Cholos in Ecuador are typically communities whose members are actually mestizos, of equal and often times greater Spanish than Amerindian ancestry. Fascinatingly however, apart from their apparent Spanish descent and monolingualism in the Spanish language, their garb, culture and customs, traditional occupations, and many times surnames, are typical of highland Quichua Amerindians, and not of their Hispanic predecessors. This trend is quite in contrast to the evolution of mestizo identity and life throughout the rest of Latin America, where the emphasis has always been placed solely on the Spanish side.

The most famous of these are the "Cholas Cuencanas", from the colonial city of Cuenca in the southern region of that country.

When not specifically referring to the above-mentioned mestizo communities, the term cholo may also have the same connotations of greater Amerindian ancestry than Spanish of a mixed race person as it does in other Andean countries.

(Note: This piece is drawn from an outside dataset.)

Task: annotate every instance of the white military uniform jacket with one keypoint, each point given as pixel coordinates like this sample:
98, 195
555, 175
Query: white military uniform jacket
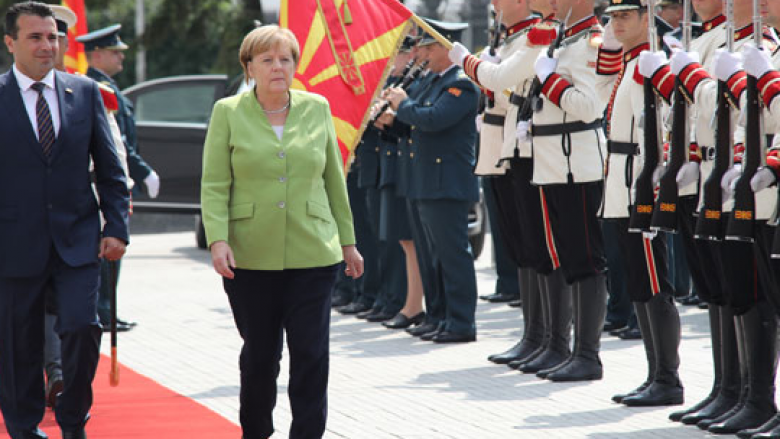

The term as used in Ecuador is used as a supposedly neutral term to designate the group described above. It is used, however, as a perjorative term to generalize someone who is "low class," a designation usually reserved for those of greater Amerindian admixture.

Chile and Argentina

In Chile and Argentina cholo also conotes a person of unmixed Amerindian ancestry or predominatly Amerindian appearance, however, who the word is applied to varies even if the phenotypic requirements are met.

In Chile the term is used almost exclusively to refer to Peruvians and Bolivians and the migrants of those two countries in Chile. It is usually intended as an insult. It may also be applied to anyone of unmixed Amerindian ancestry or predominatly Amerindian appearance, except if the person is a fellow Chilean.

Cholo and Chola are also commonly used as nicknames, especially by those who would be considered cholos. In many regions the word is not at all considered a negative epithet and may be known or used only as a nickname.